I don’t use Workers 2.0 (yet) because I already had in place “helper apps” which predate Workers support. They use shared memory routines from MBS to pass data back and forth while the helper apps are active. MBS supports both strings and memory blocks, though for my purposes I just use strings with JSON payloads. Both sides just use a timer to update or read the shared memory periodically so the main app can be aware of progress / results of the helper app activity, or to instruct it to do something different.

I originally got MBS Complete because I did not want to take the time to develop some specific tasks myself. But keep finding more and more things useful. And I don’t have to keep them up to date to jump through various OS change hoops – Christian does.

Sam_Rowlands · March 13, 2022, 12:23am

@Jerry_Fritschle Which is exactly my point.
The facilities as they are, are performance detrimental, the hope behind workers is to gain maximum performance.

Xojo’s objects (IMHO and until Xojo says otherwise) are just blobs of memory, and these could be copied to a shared block of memory (or even created directly) where the workers can simply access.

Currently your process requires

XML Serialization (as it’s a string format its slower than a binary format, such as IFF).
File save.
File load
XML De-serialization (see note for serialization).

@Douglas_Handy Your solution is more efficient in my view, however you still have a slow serialization / de-serialization routine via JSON. In theory using the class I am talking about would save the time it takes to makes JSON strings and revert the process.

@Geoff_Perlman any thoughts?

Douglas_Handy · March 13, 2022, 1:12am

While true, I don’t know of a way to achieve that, especially given the version I was using at the time I put this in place. Plus my JSON objects are typically not all that big. They are more status updates and accepting instructions, and not so much directly passing large blocks of data around.

It was the most efficient I could come up with at the time, and still serves me well enough that I have not moved to workers.

Sam_Rowlands · March 13, 2022, 1:39am

Doug, please don’t think that I was criticizing, I wasn’t and I am sorry if it came out that way. Any process that has to render the data between formats to transfer is going to be a bottleneck. Hopefully if Xojo take this seriously, the only bottleneck will be the memory copy, which should be minimal.

Rick_Araujo · March 13, 2022, 2:41am

They may have spread data while active; data, vars, states, not contained in a blob.
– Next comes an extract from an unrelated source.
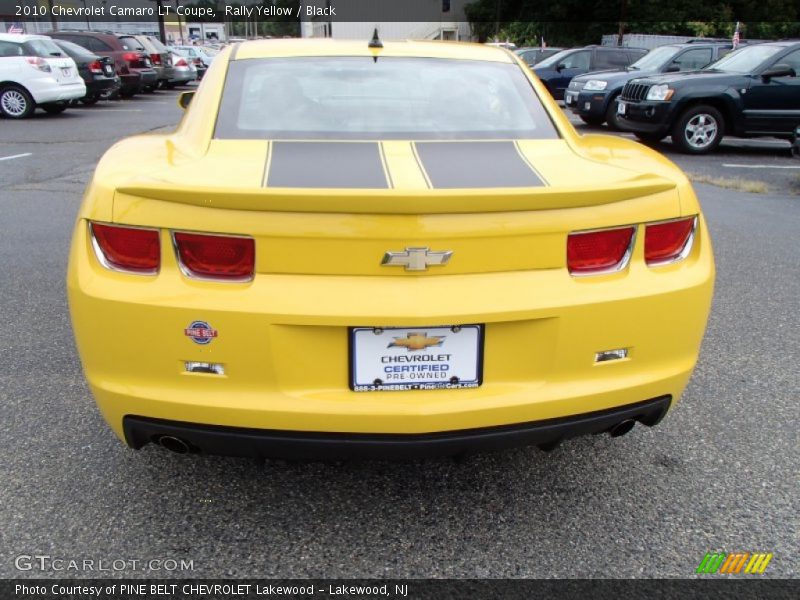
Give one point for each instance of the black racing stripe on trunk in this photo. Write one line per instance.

Memoryblocks and structs are blobs.

Sam_Rowlands · March 13, 2022, 3:54am

Oh most likely, but I would expect them keep the ptrs to those properties in close proximity to one another, so that they’re easy to access, and copying the data structure and values in memory should still be faster than serialization of the data, transfer and de-serialization.

I have the code to create my own dictionary, I have the declares to utilize shared memory. So I could implement a shared immutable dictionary, however it would still need some form of serialization (albeit it can a binary format) and I actually think that an array (more like a Xojo collection than a Xojo array) would be more performant, but that requires the developer to remember what properties are at what position.

Time and enthusiasm are not my friends at the moment.